|Armament||3 x 3 16"
DP and Light AA
|3 x 3 18"|
DP and Light AA
|Speed||31 knots||30 knots|
|VTS Rating(s)||5 5 6||6 7 6|
Around the start of WW II the Soviet Union tried to renovate its Navy with new construction of battleships and/or battlecruisers built with foreign assistance. They wanted the U.S. to create a battleship design with American-made 18" guns, but the U.S. declined. Germany supplied a half-finished heavy cruiser, but balked at battleship co-operation. The Ansaldo shipbuilding conglomerate of Italy took on the task and started at least one large, 3-turret battleship that invading Axis forces found half-built in the Nikolaev shipyard on the Black Sea in 1941. Speculation of its finished size ranged from 45,000 to 60,000 tons. It appeared to be a Russian version of Littorio with 16" guns. The Axis forces didn't bother to launch or use the hull.
In "Grand Fleet", three large Soviet battleships, one in Leningrad and two in Nikoilaev, were being made with Italian, French, and American assistance. Heavily gunned, heavily armored and fast, these ships were to bring the Soviet Union up to world standards for battleship construction, after a lapse of some twenty years and various "purges" of talented, but "bourgeois" ship designers. The Sovietski Soyuz (Soviet Union) was finished in 1940 with French-made 16" guns similar to those on Alsace, and her sister Sovietskaya Ukraina (Soviet Ukraine) was due out in early 1942. The rapid German overland advance when war started forced the Soyuz and other naval forces to seek other Black Sea ports. The Italian workers in Nikolaev's shipyards mobilized to save the nearly complete Ukraina from escaping by sinking an old freighter across the building basin and capturing the Russian demolition squad before they could act. The Ukraina was completed by the Italians and re-named Il Duce, supposedly over Mussolini's faint-hearted objections. In the North, the big-sister Krasny Tovarishch (Red Comrade) carried the identical superstructure and internal layout except for larger-diameter wells and heavy turrets for the proposed 18" guns. The ship was essentially a Soyuz set into a larger and longer hull that formed extra protection and bunkerage without diminishing speed. The U.S. had balked at sending the 18" guns after Russia carved up Poland and invaded Finland and the Baltic nations. When Germany invaded in 1941, however, assistance to our "friend" could scarcely be denied, and the guns destined and rejected for the USS Constellation were now available.

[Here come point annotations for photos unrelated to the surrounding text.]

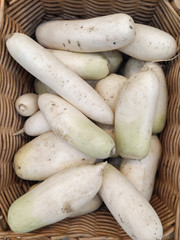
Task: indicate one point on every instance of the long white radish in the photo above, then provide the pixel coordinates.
(35, 125)
(130, 209)
(134, 115)
(162, 102)
(150, 44)
(89, 207)
(56, 198)
(26, 104)
(141, 173)
(75, 128)
(134, 65)
(46, 155)
(40, 87)
(115, 59)
(97, 34)
(47, 68)
(109, 129)
(109, 88)
(89, 66)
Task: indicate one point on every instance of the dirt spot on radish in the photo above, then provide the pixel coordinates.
(67, 208)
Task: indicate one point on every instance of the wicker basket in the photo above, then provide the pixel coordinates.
(24, 16)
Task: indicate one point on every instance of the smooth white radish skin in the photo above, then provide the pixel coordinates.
(150, 44)
(130, 209)
(74, 127)
(134, 65)
(89, 66)
(141, 173)
(115, 59)
(97, 34)
(115, 162)
(40, 88)
(89, 207)
(134, 115)
(56, 198)
(47, 68)
(162, 102)
(26, 104)
(46, 155)
(109, 88)
(36, 125)
(109, 129)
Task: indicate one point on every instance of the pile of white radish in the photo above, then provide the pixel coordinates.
(94, 130)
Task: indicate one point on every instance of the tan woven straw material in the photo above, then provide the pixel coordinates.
(24, 16)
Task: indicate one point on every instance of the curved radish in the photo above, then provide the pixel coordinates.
(26, 104)
(46, 155)
(130, 209)
(89, 66)
(47, 68)
(75, 128)
(97, 34)
(150, 44)
(56, 198)
(134, 115)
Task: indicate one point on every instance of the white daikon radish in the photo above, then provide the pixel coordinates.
(26, 104)
(132, 66)
(162, 102)
(134, 115)
(40, 87)
(115, 59)
(109, 88)
(56, 198)
(75, 128)
(89, 66)
(109, 129)
(47, 68)
(46, 155)
(130, 209)
(141, 173)
(35, 125)
(89, 207)
(97, 34)
(150, 44)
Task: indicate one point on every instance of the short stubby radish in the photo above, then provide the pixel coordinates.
(141, 173)
(75, 128)
(46, 155)
(40, 88)
(150, 44)
(162, 102)
(134, 65)
(130, 209)
(26, 104)
(89, 207)
(134, 115)
(56, 198)
(115, 59)
(35, 125)
(109, 88)
(96, 34)
(89, 66)
(51, 71)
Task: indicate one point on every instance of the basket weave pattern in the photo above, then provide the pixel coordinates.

The Sovietski Soyuz was hit often in port by the Luftwaffe but engaged and crippled the Turkish battleship Fatikh and the Spanish Jaime I on her only sortie of note. The rest of the time she used her artillery to give gunfire support to Soviet land forces.
Il Duce was the proud "prize ship" of the Regia Marina. Though she was bombed while transferring to the Turkish port of Izmir by Lancasters and B-17's from Egypt, she was the lead ship through the Suez Canal after Cairo fell, and allowed the impressive battle line of the Regia Marina to sail to Somalia. After sinking the battleship Nelson off the Horn of Africa, she was paraded around Italy's ports to garner public support for the war that was turning against them. New Allied armies landed in Morocco by Torch were sweeping Eastward across N. Africa. When she next sailed she went up against the Royal Navy's Mediterranean Fleet of old WW I battleships. The lead ship, "battlecreeper" Inflexible, took the brunt of Il Duce's salvos without seeming to be bothered, and the British gave Il Duce such a pasting that she had to be sunk by her own ships.

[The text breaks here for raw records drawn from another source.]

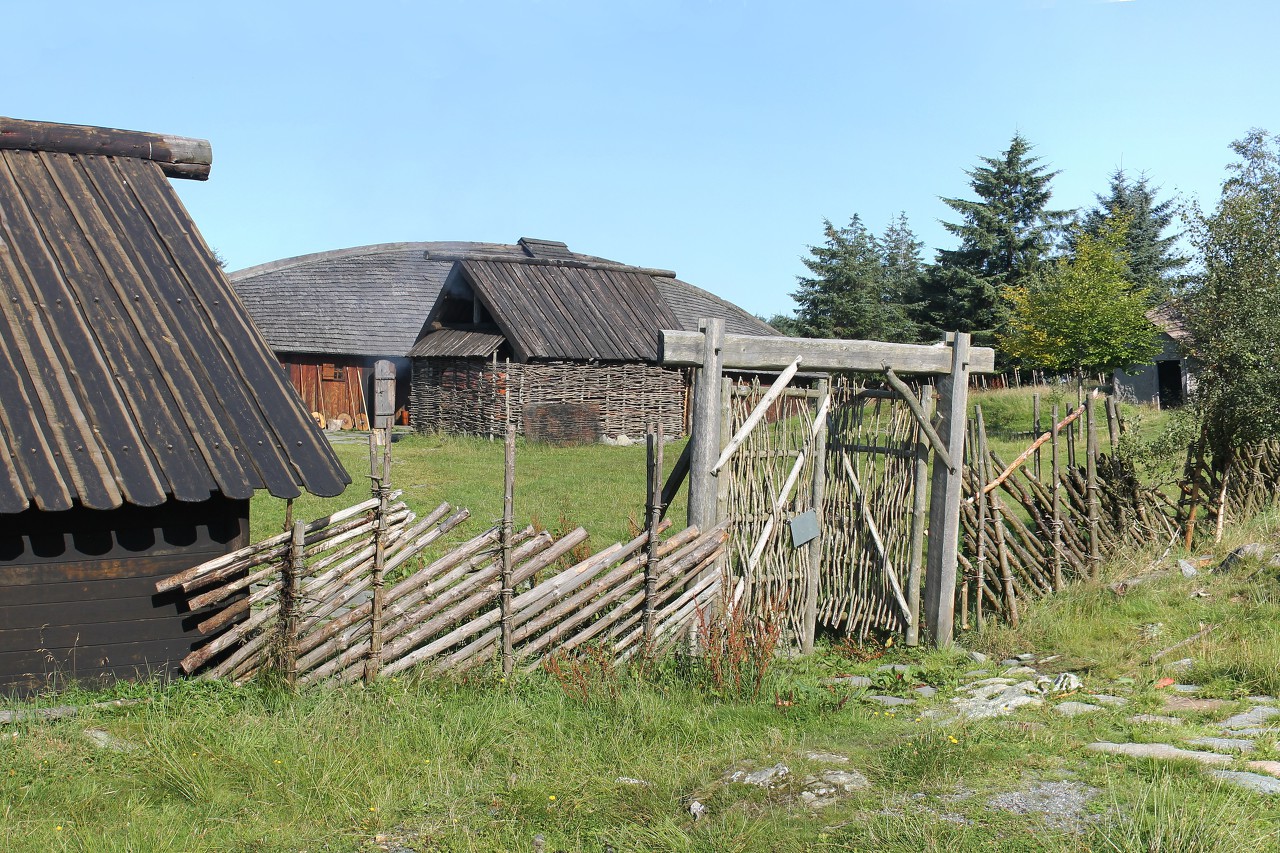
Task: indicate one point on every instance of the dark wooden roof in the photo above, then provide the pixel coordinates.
(376, 300)
(457, 343)
(571, 313)
(129, 372)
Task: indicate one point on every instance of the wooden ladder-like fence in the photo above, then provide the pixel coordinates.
(314, 605)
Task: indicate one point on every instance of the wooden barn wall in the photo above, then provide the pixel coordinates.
(77, 589)
(471, 396)
(334, 384)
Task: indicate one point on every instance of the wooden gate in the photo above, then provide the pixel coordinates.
(823, 482)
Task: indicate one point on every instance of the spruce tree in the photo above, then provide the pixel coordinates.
(1005, 237)
(1153, 261)
(853, 291)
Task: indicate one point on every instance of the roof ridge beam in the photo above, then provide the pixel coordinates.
(179, 156)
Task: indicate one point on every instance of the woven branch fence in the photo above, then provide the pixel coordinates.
(312, 603)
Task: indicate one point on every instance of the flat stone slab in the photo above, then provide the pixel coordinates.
(1161, 751)
(1224, 744)
(1255, 716)
(1252, 781)
(1269, 767)
(766, 778)
(1174, 702)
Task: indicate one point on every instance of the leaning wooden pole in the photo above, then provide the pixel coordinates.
(1056, 509)
(919, 497)
(289, 602)
(653, 457)
(940, 582)
(705, 439)
(508, 491)
(1091, 471)
(818, 497)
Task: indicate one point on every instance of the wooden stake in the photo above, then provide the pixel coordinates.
(291, 583)
(940, 585)
(508, 657)
(817, 497)
(653, 457)
(1056, 510)
(919, 497)
(1091, 464)
(705, 439)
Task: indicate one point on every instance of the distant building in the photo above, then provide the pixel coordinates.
(140, 409)
(1169, 381)
(562, 343)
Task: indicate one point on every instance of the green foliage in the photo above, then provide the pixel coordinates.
(1234, 314)
(1152, 260)
(1005, 237)
(860, 284)
(1083, 314)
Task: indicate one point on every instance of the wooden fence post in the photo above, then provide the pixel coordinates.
(919, 493)
(1091, 471)
(653, 512)
(817, 496)
(705, 439)
(940, 582)
(289, 598)
(508, 656)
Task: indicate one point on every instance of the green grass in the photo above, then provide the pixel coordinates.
(598, 487)
(487, 763)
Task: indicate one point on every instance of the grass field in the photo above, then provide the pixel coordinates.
(488, 763)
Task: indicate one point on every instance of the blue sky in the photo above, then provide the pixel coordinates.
(704, 136)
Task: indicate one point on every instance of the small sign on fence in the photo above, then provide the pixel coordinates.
(804, 528)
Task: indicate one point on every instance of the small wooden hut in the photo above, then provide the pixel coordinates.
(140, 407)
(563, 343)
(1170, 378)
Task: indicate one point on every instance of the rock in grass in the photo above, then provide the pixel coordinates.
(1224, 744)
(1252, 781)
(766, 778)
(1251, 719)
(1156, 719)
(1251, 551)
(1161, 751)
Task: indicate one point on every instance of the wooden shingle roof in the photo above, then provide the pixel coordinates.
(129, 372)
(376, 300)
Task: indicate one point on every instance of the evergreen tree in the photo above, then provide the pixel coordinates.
(1005, 237)
(1234, 313)
(854, 288)
(1153, 261)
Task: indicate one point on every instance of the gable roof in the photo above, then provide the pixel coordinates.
(376, 300)
(129, 372)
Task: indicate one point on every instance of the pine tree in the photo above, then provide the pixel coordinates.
(1005, 237)
(854, 288)
(1153, 261)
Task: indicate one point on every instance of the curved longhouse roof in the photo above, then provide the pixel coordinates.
(376, 300)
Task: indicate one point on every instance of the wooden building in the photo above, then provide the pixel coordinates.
(140, 409)
(563, 343)
(1170, 378)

In early 1942 an Allied convoy unloaded the promised 18" guns in Arkangelsk and they made their way to Leningrad to be installed in the otherwise-completed Krasny Tovarisch. Though kept in port most of the time, Tovarishch's big moment came when she challenged the Japanese battleship Kii off Gotland after Japan had brazenly attacked the Soviet union in defiance of the non-aggression pact the Soviets were abiding by. Each battleship was slinging 18" shells across the sky, but Tovarishch's lookouts and seamanship weren't up to the task of dodging Kii's torpedoes, too. Two underwater explosions, one from a "short" and one from a torpedo, tore a big hole in Tovarishch's side, enough for her to "give the ring back" (break off the engagement). Limping into Khrondshdat naval base, she sat out the rest of the war firing at the encircling Germans until the Russian offensive drove the invaders out of range. Post-war propaganda had her become a fearsome "missile ship", but in reality she was broken up for material to make more submarines.